Für mich war es ein schnelles, da überaus fesselndes Lesen, wie ich es lange nicht erlebt habe. Karolina Weiss (†)weiß einen mit ihren Worten in die damalige Zeit zu ziehen. Veranschaulicht bildhaft das Almidyll ihrer Heimat und in scharfem, ungeschöntem Ton das Leben in der Vorkriegszeit. Was sich malerisch schön und heimelig als Kulisse darstellt, findet sich hart und tief greifend, teils erschütternd in der Gesellschaftszeichnung ihrer Worte wieder. Man denkt nach, hinterfragt das eigene Leben, die eigene Kindheit und das, was wir heute als Probleme ansehen. Die Autorin beweist in so jungen Jahren Tapferkeit, erhält sich ihren Stolz und ist so unfassbar stark in ihrer Person. Ihr Buch zeigt das ganze Spektrum an Leben. Das Gute wie das Schlechte, Familienzusammenhalt wie menschenunwürdige Erbarmungslosigkeit. Die Unterschiedlichkeit der Lebensumstände. All das stellt sie ohne Wegblenden, ohne Weichzeichnung, sondern einfach, wie es für sie war, dar. Das hat mich sehr beeindruckt und ich kann jedem dieses Buch nur empfehlen.
Eure Jil Aimée
Karolina Weiss wurde Ende des 19. Jahrhunderts geboren, begann als junges Mädchen mit dem Schreiben eines Tagebuches. Auszüge daraus finden sich hier in diesem wunderbaren Rückblick „Kinderherz“. Sehr authentisch, mit viel Herzblut beschreibt sie ihr Leben in und um die Familie, beschreibt das Erwachsenwerden bis zum „Großmenschentum“, was sich nicht immer einfach gestaltet. Sie erzählt von der besonderen Beziehung zum Vater, der zwar ein Hallodri war und so manchen Gulden durchbrachte und von der strengen Mutter, mit der sie viele Tränen gemeinsam weinte.
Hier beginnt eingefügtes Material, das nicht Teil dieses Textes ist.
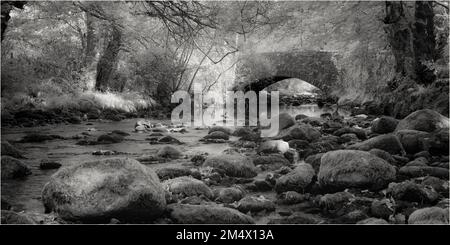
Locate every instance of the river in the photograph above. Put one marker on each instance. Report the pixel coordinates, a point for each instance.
(25, 194)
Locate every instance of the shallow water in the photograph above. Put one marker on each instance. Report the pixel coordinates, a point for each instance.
(25, 194)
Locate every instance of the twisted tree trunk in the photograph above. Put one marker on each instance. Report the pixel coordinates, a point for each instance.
(107, 64)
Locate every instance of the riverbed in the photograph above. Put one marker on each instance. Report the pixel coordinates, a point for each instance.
(25, 194)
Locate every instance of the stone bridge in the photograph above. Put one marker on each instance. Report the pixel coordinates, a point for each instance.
(257, 71)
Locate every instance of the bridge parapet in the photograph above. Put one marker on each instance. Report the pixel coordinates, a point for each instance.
(257, 71)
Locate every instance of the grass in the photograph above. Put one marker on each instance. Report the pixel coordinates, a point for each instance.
(82, 101)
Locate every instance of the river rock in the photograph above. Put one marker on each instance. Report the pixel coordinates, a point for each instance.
(167, 139)
(419, 162)
(297, 218)
(228, 194)
(13, 168)
(382, 208)
(271, 162)
(300, 117)
(255, 204)
(431, 215)
(298, 144)
(37, 138)
(300, 132)
(232, 165)
(383, 155)
(11, 217)
(349, 168)
(385, 142)
(423, 120)
(110, 138)
(296, 180)
(97, 191)
(169, 152)
(439, 185)
(273, 146)
(419, 171)
(332, 203)
(357, 131)
(207, 214)
(242, 131)
(349, 138)
(9, 150)
(217, 135)
(46, 164)
(292, 197)
(384, 125)
(173, 172)
(439, 142)
(285, 120)
(413, 141)
(220, 129)
(372, 221)
(412, 192)
(314, 161)
(187, 186)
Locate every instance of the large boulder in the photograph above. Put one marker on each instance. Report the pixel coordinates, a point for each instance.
(272, 162)
(13, 168)
(413, 141)
(232, 165)
(432, 215)
(228, 194)
(11, 217)
(173, 172)
(385, 142)
(300, 132)
(220, 129)
(97, 191)
(372, 221)
(343, 169)
(412, 192)
(110, 138)
(384, 125)
(9, 150)
(217, 135)
(360, 133)
(423, 120)
(207, 214)
(255, 204)
(169, 152)
(187, 186)
(296, 180)
(314, 161)
(421, 171)
(273, 146)
(285, 120)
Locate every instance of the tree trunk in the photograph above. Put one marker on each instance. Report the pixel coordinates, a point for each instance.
(107, 64)
(412, 38)
(424, 41)
(400, 37)
(6, 7)
(90, 40)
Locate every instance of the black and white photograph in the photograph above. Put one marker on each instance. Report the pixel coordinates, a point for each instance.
(305, 113)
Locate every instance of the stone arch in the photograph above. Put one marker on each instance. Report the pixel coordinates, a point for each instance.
(257, 71)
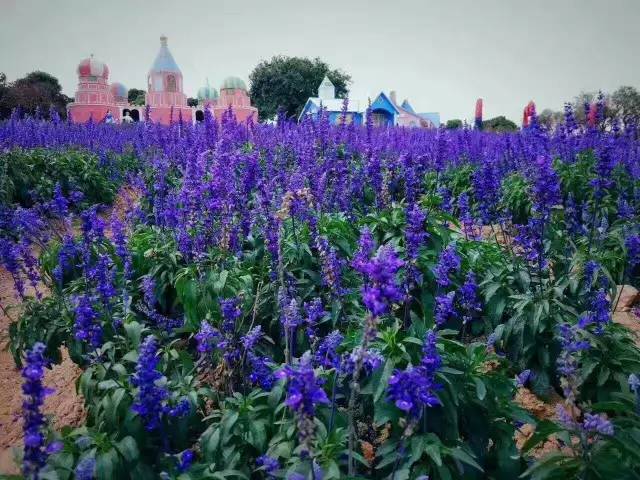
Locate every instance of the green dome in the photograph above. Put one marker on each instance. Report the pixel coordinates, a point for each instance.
(207, 93)
(234, 83)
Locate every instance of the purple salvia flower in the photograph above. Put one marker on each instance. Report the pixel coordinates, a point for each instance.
(381, 288)
(469, 299)
(445, 309)
(86, 468)
(304, 395)
(326, 355)
(87, 327)
(35, 455)
(448, 263)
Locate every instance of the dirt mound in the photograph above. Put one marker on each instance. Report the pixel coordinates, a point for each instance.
(64, 405)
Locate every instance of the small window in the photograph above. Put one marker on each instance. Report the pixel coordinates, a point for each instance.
(171, 83)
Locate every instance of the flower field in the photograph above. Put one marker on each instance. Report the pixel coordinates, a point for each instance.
(309, 301)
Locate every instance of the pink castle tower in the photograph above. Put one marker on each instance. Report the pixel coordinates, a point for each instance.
(165, 97)
(233, 93)
(93, 98)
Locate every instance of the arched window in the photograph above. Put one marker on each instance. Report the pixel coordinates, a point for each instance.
(171, 83)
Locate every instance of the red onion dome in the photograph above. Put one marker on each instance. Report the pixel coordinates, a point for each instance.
(90, 67)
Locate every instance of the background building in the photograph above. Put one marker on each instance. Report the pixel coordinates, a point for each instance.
(333, 106)
(98, 101)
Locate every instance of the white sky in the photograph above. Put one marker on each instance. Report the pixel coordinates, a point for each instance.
(442, 54)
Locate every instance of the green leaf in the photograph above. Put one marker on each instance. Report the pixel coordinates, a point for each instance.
(465, 457)
(544, 429)
(481, 388)
(128, 448)
(384, 379)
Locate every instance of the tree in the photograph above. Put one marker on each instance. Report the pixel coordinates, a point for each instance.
(136, 96)
(454, 124)
(500, 124)
(625, 104)
(550, 118)
(287, 82)
(36, 91)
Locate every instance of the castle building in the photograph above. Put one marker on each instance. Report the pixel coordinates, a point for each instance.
(165, 97)
(93, 99)
(384, 110)
(233, 96)
(327, 101)
(98, 101)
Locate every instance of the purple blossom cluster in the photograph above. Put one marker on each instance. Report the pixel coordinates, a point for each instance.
(448, 263)
(35, 450)
(304, 395)
(413, 389)
(381, 289)
(152, 402)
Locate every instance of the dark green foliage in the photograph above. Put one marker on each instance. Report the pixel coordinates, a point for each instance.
(30, 176)
(499, 124)
(136, 96)
(35, 91)
(285, 83)
(43, 321)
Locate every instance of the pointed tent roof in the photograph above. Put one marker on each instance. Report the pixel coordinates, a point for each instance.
(382, 102)
(407, 106)
(327, 89)
(164, 61)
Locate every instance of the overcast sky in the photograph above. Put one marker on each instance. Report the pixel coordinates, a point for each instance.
(442, 55)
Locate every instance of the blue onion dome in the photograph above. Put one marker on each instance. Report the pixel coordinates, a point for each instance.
(164, 61)
(207, 92)
(233, 83)
(119, 91)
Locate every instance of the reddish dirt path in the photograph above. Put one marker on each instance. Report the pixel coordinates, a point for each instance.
(64, 404)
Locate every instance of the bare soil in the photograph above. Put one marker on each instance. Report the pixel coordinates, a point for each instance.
(64, 405)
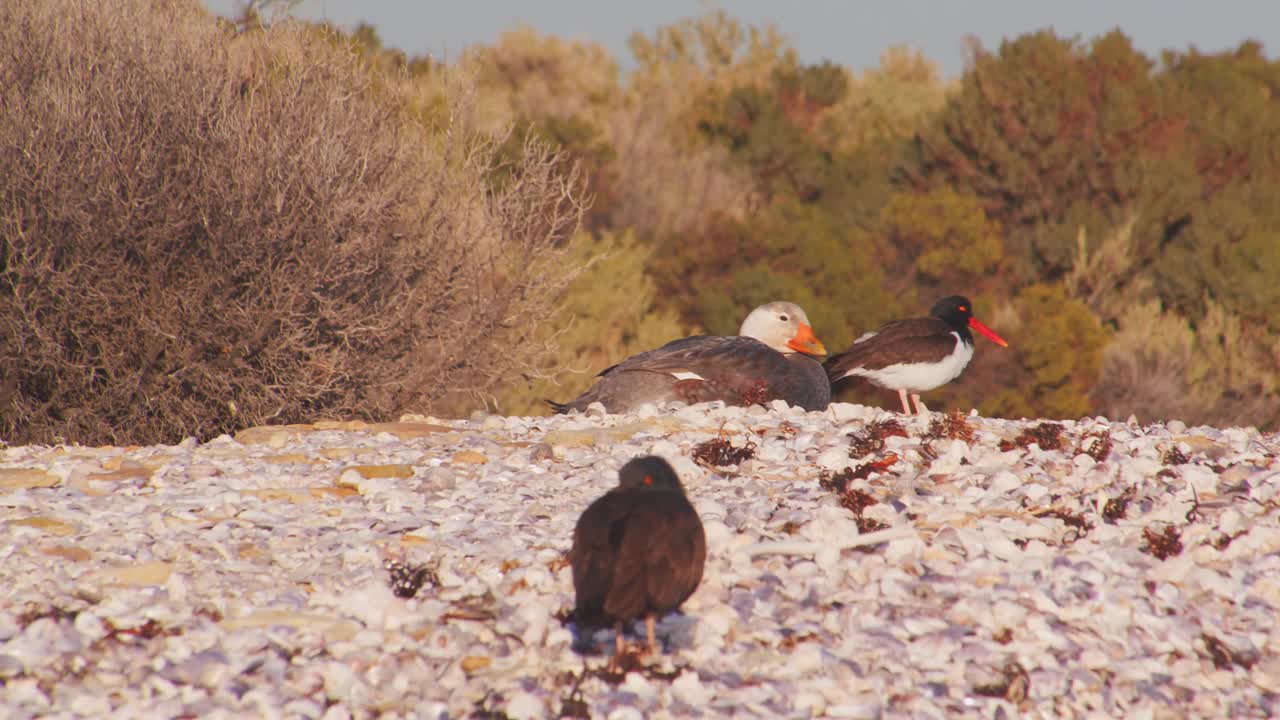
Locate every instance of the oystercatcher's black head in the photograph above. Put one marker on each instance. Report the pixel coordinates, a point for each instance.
(649, 473)
(956, 311)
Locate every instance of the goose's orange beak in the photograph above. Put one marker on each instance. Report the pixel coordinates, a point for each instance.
(991, 335)
(807, 342)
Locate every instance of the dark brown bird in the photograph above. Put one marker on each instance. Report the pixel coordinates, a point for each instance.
(638, 551)
(917, 354)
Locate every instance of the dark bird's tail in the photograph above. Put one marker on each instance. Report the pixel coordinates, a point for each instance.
(558, 408)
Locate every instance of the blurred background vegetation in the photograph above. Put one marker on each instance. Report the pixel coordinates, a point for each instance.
(1111, 214)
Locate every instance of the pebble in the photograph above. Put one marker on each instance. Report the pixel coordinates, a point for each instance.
(246, 575)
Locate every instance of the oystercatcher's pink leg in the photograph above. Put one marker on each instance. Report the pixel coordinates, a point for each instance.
(919, 406)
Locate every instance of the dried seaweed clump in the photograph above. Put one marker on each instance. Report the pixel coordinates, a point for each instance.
(407, 579)
(952, 425)
(1013, 686)
(1161, 543)
(1118, 506)
(1096, 445)
(856, 500)
(1174, 456)
(717, 452)
(1224, 656)
(872, 440)
(1047, 436)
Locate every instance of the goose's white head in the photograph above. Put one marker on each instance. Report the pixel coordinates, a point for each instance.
(784, 327)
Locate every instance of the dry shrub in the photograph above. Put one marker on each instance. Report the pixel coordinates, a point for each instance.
(609, 311)
(1160, 367)
(1159, 364)
(202, 231)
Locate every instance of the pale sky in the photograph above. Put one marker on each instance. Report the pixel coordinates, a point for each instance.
(848, 32)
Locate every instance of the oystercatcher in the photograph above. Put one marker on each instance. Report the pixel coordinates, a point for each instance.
(769, 359)
(914, 355)
(638, 551)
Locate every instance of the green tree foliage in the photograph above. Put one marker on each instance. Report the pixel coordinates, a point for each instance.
(1056, 383)
(950, 236)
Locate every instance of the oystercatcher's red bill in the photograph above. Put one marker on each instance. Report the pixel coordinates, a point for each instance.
(991, 335)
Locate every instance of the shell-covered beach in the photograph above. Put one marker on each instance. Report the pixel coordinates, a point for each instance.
(856, 568)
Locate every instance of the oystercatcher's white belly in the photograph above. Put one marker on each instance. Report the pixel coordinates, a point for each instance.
(919, 377)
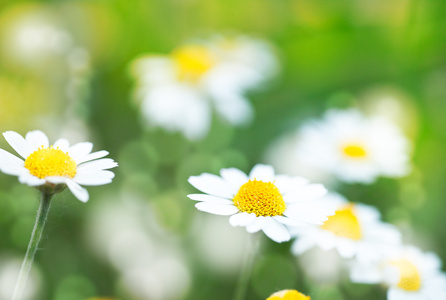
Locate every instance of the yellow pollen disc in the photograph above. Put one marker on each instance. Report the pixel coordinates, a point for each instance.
(288, 295)
(50, 162)
(410, 279)
(193, 62)
(354, 151)
(344, 223)
(261, 198)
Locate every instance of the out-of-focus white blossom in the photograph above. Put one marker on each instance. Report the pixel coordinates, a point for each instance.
(179, 91)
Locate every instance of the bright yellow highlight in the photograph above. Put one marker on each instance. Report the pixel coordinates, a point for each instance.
(261, 198)
(193, 62)
(49, 161)
(410, 279)
(344, 223)
(354, 151)
(288, 295)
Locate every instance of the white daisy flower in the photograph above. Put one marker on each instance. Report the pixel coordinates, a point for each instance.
(288, 295)
(56, 166)
(178, 91)
(261, 201)
(409, 274)
(354, 148)
(355, 230)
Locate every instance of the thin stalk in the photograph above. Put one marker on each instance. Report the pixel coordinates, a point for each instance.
(41, 217)
(246, 269)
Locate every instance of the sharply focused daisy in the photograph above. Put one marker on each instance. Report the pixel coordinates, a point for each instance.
(52, 167)
(353, 147)
(288, 295)
(409, 274)
(178, 91)
(355, 230)
(262, 201)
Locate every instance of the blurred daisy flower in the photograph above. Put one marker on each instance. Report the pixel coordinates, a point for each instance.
(409, 274)
(353, 147)
(261, 201)
(288, 295)
(178, 91)
(355, 230)
(51, 168)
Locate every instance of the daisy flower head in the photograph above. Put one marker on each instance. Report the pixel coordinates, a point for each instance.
(354, 148)
(179, 91)
(261, 200)
(53, 167)
(288, 295)
(408, 273)
(355, 230)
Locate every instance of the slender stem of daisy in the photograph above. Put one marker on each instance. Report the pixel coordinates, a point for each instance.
(245, 272)
(41, 217)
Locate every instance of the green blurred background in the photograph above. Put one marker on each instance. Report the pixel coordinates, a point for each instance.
(141, 237)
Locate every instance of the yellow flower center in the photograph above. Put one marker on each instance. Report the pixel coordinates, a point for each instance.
(193, 62)
(261, 198)
(344, 223)
(410, 279)
(50, 162)
(288, 295)
(354, 151)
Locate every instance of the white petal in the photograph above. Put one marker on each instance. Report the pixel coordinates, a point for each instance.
(209, 198)
(242, 219)
(62, 144)
(217, 209)
(289, 221)
(79, 151)
(256, 225)
(36, 139)
(78, 191)
(212, 184)
(286, 183)
(313, 212)
(276, 231)
(305, 193)
(18, 143)
(234, 177)
(262, 172)
(235, 108)
(94, 178)
(100, 164)
(31, 180)
(10, 163)
(92, 156)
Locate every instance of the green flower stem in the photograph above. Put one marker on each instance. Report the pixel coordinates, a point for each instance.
(247, 264)
(41, 217)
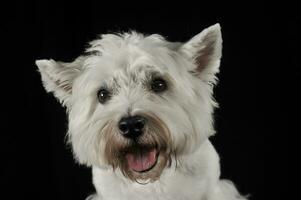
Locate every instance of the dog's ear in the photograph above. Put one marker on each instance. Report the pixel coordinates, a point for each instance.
(57, 77)
(205, 49)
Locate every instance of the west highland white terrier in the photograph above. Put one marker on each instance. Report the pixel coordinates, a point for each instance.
(140, 114)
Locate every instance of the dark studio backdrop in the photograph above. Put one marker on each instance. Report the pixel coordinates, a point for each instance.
(38, 164)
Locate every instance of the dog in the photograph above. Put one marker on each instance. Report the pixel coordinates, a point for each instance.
(140, 112)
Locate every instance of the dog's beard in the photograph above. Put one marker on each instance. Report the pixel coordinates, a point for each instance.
(143, 159)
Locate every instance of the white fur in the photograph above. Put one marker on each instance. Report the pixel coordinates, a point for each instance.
(186, 109)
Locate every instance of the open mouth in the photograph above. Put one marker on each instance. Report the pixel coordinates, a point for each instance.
(141, 159)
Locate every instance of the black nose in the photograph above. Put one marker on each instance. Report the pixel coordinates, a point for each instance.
(132, 127)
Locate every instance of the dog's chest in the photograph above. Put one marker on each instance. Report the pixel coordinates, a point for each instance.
(174, 186)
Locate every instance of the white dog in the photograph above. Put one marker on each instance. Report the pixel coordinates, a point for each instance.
(140, 114)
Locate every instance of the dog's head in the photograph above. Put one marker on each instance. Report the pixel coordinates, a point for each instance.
(136, 102)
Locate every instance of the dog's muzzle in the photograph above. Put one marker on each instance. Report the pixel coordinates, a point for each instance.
(132, 127)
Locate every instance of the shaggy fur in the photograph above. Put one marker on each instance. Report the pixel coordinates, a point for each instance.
(179, 120)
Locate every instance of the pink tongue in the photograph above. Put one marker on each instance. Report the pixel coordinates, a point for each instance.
(141, 161)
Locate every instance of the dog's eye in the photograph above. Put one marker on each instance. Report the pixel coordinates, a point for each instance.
(103, 95)
(158, 85)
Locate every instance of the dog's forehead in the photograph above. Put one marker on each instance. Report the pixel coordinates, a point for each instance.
(130, 54)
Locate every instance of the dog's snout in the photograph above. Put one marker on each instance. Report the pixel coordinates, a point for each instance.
(132, 127)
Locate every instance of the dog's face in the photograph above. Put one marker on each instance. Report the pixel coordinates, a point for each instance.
(137, 103)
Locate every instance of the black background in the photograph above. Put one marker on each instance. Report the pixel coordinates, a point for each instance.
(38, 164)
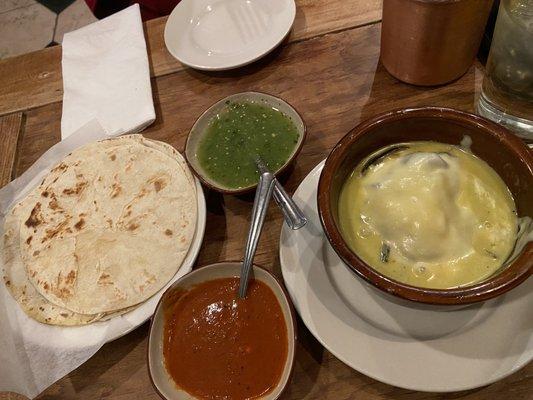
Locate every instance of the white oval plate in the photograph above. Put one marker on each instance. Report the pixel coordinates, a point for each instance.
(224, 34)
(388, 341)
(144, 311)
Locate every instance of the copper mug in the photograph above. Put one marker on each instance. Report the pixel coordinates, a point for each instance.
(431, 42)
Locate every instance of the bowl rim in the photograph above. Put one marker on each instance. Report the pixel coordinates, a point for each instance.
(280, 171)
(481, 291)
(291, 338)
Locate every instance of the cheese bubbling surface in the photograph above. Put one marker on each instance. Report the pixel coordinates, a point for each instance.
(430, 215)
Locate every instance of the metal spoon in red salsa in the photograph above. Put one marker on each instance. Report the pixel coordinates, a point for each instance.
(219, 346)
Immer wieder liest man über die tolerierte Gewalt, über menschenunwürdiges Dasein von unehelichen Kindern – besonders berührt hier die Geschichte um ihren Halbbruder Gottlieb, dessen Tod nicht so recht aufgeklärt wurde. Der Missbrauch von kleinen Kindern wurde heruntergespielt, von der kleinen Karolina oft noch nicht richtig zugeordnet, was hier passiert. Es fällt nur auf, dass so manche Männer dann von den Gendarmen geholt werden…
Schön finde ich die Beziehung zu ihrem Onkel und ihrer Tante, wobei der Onkel ganz schön frech mit einem Telegramm Karolina zu sich beordert, nur weil ihm langweilig ist. Herrlich!
Sie erzählt auch von ihren anfänglichen Arbeitsstellen als Haushaltshilfe, später dann dem Leben in Innsbruck, von der ersten Liebe und auch von so manchem Schabernack, den sie anstellte.
Ein Glück, dass unsere Kinder heute anders aufwachsen dürfen, dass Frauen Rechte haben und auch Männer in gewisse Pflichten genommen werden.
Gerne habe ich diese Lebensgeschichte gelesen, die Verbundenheit mit der Natur, die viele Arbeit, aber auch die positive Ausstrahlung und eine gehörige Portion Mut gehörten dazu.